The difficulty that an owner of the data needs to portion out a quantity of identifiable data by not revealing one’s individuality is considered by the k-anonymity technique. Suppression and data generalization are the techniques to overcome this problem. These techniques maintain the privacy related information. The best solution is to define all the quasiidentifiers which are used for connecting to data from external sources. The information is released only when the person’s data which is on the waiver could not be keyed out from k-1 persons.
Data swapping technique
Fienberg et al.  had initially recommended the fundamental principle of data interchanging, which is a modified version of the technique proposed by Dalenius et al. This idea is implemented by changing the data repository by exchanging some set of properties between the chosen set of tuples so that the data confidentiality is not disturbed. The marginal counts are also preserved. This technique can be categorized under data perturbation. Many modifications and applications of the data swapping technique are quoted in their proposed technique.
Secure multiparty computation (SMC) technique
This technique Secure Multiparty Computation (SMC) takes into account the difficulty of accessing a subroutine of the confidential inputs from more than one party in such a way that only the output of the function is revealed to the parties. The main building blocks of Secure Multiparty Computation (SMC) are the huge quantity of cryptographic protocols such as homomorphic and commutative encryption, circuit evaluation protocol and oblivious transfer. A detailed idea about Secure Multiparty Computation (SMC) framework along with its applications to the field of data mining is reported by Pinkas . The work put forward by Goldreich offered a detailed introduction to Secure Multiparty Computation (SMC) . It was explained clearly that any subroutine which is manifested by an arithmetic circuit can be calculated by means of an arbitrarily circuit assessing protocol. But, this will make the approach impracticable for huge datasets. A set of Secure Multiparty Computation (SMC) tools such as secure sum, inner product and set union beneficial for large-scale data privacy are briefed by Clifton et al. . The techniques related to privacy preserving in data mining and its state of the art is explained clearly by Agrawal et al. .
Distributed data mining approach (DDM)
This Distributed Data Mining (DDM) approach helps to compute the prototypes of data mining and to extract certain “patterns” at a given connection point by interchanging very few data between the group of nodes that are taking part in [16,17]. Merugu et al. had proposed a paradigm for grouping distributed confidential data either in a semi supervised or in an unsupervised scenario . An algorithm proposed by Gowri et al. show a novel method for the process of clustering in which the accuracy of clustering the data is described very appropriately, this algorithm would help in the process of pattern finding in the image.
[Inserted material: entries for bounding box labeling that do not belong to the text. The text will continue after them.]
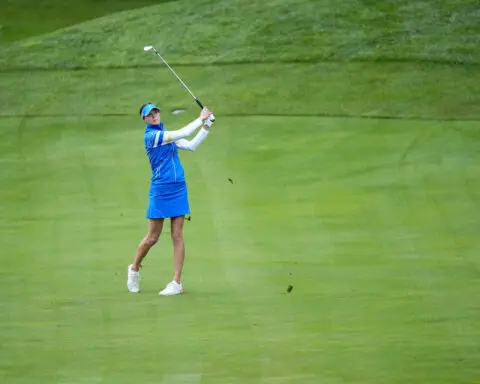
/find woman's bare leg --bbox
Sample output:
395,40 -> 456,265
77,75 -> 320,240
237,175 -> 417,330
132,219 -> 163,272
171,216 -> 185,284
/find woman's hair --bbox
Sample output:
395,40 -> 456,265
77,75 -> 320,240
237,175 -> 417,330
138,102 -> 152,117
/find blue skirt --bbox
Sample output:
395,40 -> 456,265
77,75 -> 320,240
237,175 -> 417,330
147,181 -> 190,219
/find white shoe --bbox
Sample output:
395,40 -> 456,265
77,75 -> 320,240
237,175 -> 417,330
127,264 -> 140,293
158,280 -> 183,296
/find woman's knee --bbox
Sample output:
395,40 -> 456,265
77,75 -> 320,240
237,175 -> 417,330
172,231 -> 183,243
143,233 -> 160,247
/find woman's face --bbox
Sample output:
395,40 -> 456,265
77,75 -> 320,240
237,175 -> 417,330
144,109 -> 160,125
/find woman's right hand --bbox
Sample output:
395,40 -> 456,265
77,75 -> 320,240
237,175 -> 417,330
200,107 -> 213,121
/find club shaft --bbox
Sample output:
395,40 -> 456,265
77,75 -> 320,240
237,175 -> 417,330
153,49 -> 203,109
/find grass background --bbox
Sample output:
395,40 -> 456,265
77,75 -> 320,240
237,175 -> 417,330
0,0 -> 480,384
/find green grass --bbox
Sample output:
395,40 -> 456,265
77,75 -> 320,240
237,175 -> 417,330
0,0 -> 480,384
0,0 -> 169,44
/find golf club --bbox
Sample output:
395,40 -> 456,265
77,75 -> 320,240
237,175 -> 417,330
143,45 -> 215,121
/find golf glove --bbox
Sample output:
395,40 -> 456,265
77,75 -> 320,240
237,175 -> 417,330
203,113 -> 215,128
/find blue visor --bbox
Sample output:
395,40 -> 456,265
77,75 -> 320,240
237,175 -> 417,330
142,103 -> 160,119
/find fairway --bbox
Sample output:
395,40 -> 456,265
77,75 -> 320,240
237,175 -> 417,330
0,0 -> 480,384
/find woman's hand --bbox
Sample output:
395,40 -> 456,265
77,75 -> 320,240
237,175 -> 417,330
200,107 -> 212,121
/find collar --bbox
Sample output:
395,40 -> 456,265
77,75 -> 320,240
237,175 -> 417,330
145,122 -> 163,131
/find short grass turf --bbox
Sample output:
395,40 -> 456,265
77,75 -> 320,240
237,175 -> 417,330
0,0 -> 480,384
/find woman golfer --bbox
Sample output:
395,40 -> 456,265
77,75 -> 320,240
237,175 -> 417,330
127,103 -> 214,296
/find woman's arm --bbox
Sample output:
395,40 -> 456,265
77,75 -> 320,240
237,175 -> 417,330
175,127 -> 209,152
161,107 -> 215,145
162,117 -> 202,145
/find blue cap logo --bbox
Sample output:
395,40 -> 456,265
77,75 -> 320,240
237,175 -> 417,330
142,103 -> 160,119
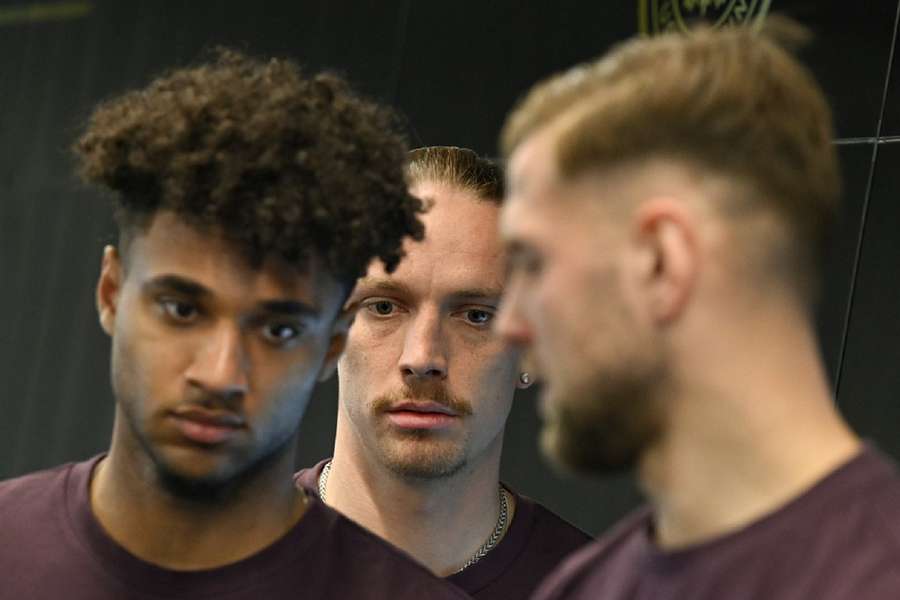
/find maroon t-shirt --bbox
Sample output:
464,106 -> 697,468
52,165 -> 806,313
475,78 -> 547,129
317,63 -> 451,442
294,460 -> 591,600
0,457 -> 474,600
534,447 -> 900,600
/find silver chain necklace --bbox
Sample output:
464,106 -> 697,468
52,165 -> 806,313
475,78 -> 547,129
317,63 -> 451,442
318,460 -> 509,574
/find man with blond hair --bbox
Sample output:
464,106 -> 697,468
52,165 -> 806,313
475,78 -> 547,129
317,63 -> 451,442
497,22 -> 900,600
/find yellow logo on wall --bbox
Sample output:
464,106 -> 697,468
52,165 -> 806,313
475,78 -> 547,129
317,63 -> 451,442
638,0 -> 772,35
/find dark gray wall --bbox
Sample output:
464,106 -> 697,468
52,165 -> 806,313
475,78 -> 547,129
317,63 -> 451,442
0,0 -> 900,532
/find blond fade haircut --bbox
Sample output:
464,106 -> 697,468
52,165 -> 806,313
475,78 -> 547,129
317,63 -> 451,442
406,146 -> 504,204
501,17 -> 841,303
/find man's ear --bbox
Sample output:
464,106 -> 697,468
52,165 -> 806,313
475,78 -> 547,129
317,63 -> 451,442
318,305 -> 356,381
96,246 -> 123,336
635,197 -> 701,323
516,349 -> 539,390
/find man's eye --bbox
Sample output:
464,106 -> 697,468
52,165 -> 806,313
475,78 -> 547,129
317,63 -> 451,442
366,300 -> 395,317
466,308 -> 494,325
263,323 -> 302,344
160,300 -> 198,323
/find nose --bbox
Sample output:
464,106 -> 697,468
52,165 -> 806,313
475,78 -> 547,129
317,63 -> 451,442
399,312 -> 447,381
186,325 -> 249,400
494,278 -> 533,347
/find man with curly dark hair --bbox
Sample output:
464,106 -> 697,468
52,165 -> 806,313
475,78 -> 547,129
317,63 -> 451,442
0,50 -> 464,600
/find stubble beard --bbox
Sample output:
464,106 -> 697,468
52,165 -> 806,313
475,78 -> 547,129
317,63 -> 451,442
370,384 -> 472,481
541,352 -> 667,476
115,372 -> 294,505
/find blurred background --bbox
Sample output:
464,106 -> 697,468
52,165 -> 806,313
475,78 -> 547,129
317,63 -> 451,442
0,0 -> 900,533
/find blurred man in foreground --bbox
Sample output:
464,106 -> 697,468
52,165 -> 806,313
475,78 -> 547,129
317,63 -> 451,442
498,22 -> 900,600
0,51 -> 463,600
298,147 -> 589,600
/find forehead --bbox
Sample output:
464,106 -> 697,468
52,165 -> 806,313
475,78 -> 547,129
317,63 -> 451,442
126,211 -> 340,305
368,182 -> 503,294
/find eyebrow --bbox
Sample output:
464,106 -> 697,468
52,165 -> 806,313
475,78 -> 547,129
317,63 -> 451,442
353,277 -> 412,296
354,277 -> 503,300
141,275 -> 212,298
142,275 -> 321,317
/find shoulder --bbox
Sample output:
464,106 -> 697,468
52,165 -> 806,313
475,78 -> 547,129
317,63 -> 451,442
517,496 -> 593,553
533,507 -> 650,600
309,499 -> 468,600
0,463 -> 75,519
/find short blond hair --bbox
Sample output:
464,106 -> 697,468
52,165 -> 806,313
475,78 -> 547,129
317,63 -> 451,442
406,146 -> 504,204
501,18 -> 841,299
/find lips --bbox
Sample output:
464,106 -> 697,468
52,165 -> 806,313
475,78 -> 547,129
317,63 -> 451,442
387,402 -> 460,429
171,406 -> 246,445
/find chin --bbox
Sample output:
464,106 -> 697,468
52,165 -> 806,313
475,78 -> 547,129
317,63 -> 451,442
379,440 -> 468,480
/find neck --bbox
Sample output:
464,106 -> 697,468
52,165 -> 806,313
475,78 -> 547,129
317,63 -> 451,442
639,302 -> 860,549
90,416 -> 306,571
326,417 -> 514,577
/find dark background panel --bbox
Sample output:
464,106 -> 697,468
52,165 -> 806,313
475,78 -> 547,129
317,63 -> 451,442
0,0 -> 900,532
816,142 -> 875,383
881,3 -> 900,138
838,143 -> 900,457
771,0 -> 897,138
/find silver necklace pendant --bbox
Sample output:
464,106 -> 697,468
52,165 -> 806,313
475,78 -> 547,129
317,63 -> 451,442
318,460 -> 509,575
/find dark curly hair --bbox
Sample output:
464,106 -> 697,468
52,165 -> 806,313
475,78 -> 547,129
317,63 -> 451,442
74,48 -> 424,284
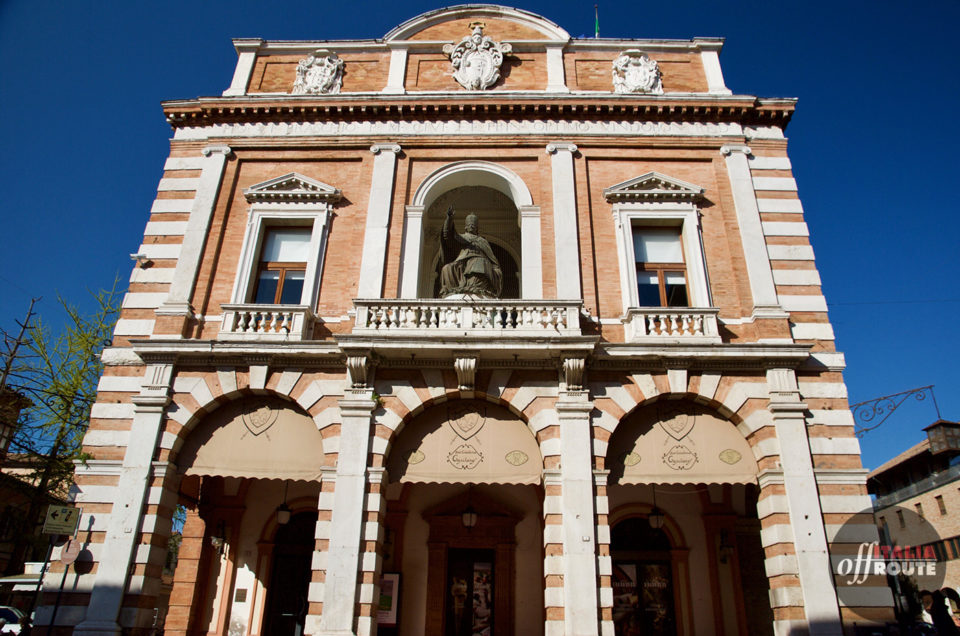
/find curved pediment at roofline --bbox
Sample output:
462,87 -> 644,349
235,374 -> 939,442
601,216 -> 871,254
383,4 -> 570,42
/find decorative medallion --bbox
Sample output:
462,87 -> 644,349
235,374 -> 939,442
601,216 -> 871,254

According to another algorithm, a model is built by each local site which transmits the model parameters to the global site. Here, it constructs a clustering model. An algorithmic procedure to maintain privacy for a Bayesian network model is briefed by Meng et al. .
The principal target of this technique is to translate the data repository in order to hide the sensitive rules and the complete fundamental patterns can still be considered. It was formally proven by Atallah et al. that the best sanitization is an NP-hard problem to mask the confidential huge data sets in association rule mining . Certain heuristic methods are used to overcome the difficulties. For example, the perturbation-based association rule hiding technique is adopted out by changing a selected set of 1-values to 0-values or vice versa, hence that the frequent item sets that generate the rule are handled or the relief of sensitive rules is taken down to a user-specified threshold . Certain data attributes are replaced by a question mark in the blocking based association rule hiding approach . In this regard, the minimum support and assurance will be modified into a minimal interval. The data sensitivity is needed to be saved or maintained until the support and/or the confidence of a confidential rule raises above the middle in the two areas.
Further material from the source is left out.